Mize, a dependable but slow-moving first baseman, left the game with some remarkable achievements. The burly, red-faced slugger is the only man to hit three home runs in a game six times; in 30 games he homered twice; he had seven pinch-hit home runs, and he homered in all of the 15 ML parks in use during his career. A remarkable slugger who was also a contact hitter, he struck out only 524 times while hitting 359 home runs. He was a student of hitting who relied as much on knowledge of the pitchers and an extremely graceful, well-balanced hitting style as he did on his considerable strength.

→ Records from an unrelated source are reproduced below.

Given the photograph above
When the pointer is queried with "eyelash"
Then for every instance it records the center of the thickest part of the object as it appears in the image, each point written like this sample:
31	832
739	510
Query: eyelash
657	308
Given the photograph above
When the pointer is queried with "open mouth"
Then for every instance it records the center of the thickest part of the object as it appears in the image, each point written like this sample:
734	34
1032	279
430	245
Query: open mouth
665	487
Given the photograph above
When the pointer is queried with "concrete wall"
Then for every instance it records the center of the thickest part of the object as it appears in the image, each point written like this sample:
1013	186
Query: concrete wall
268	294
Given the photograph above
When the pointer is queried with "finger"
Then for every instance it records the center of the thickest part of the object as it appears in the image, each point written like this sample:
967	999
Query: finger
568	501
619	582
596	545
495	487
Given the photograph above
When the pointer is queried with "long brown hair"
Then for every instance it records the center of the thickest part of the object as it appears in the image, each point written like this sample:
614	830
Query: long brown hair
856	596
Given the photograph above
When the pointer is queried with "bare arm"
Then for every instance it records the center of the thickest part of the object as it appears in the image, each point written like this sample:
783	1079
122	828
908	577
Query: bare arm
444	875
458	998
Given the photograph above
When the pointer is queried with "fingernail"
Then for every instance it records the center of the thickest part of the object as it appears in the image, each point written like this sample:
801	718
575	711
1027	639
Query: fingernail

Successful surgery to correct an upper-leg bone spur saved Mize’s career in 1935 and he hit .329 in his rookie year with the Cardinals in 1936. From 1937 through 1941, he powered the Cardinals’ attack with more than 100 RBI each season. He was traded to the Giants after the 1941 season and gave them four excellent seasons around three years spent in the Navy during WWII. He tied Ralph Kiner for the NL home run title with 51 in 1947, when the Giants set a since-broken ML record with 221, and again with 40 in 1948. In August 1949 he was sold to the Yankees for $40,000. From 1949 through 1953, he was a part-time first baseman and pinch hitter deluxe for five Yankees championship teams. He led the AL in pinch hits three straight years, 1951-53. He was the WS MVP in 1952, hitting .400 with three home runs in the seven-game series.
Former Cardinals teammate Stan Musial said of Mize during Mize’s 1981 induction into the Hall of Fame: “Did you ever see a pitcher knock him down at the plate? Remember how he reacted when brushed back? He’d just lean back on his left foot, bend his body back and let the pitch go by. Then he’d lean back into the batter’s box and resume his stance, as graceful as a big cat.”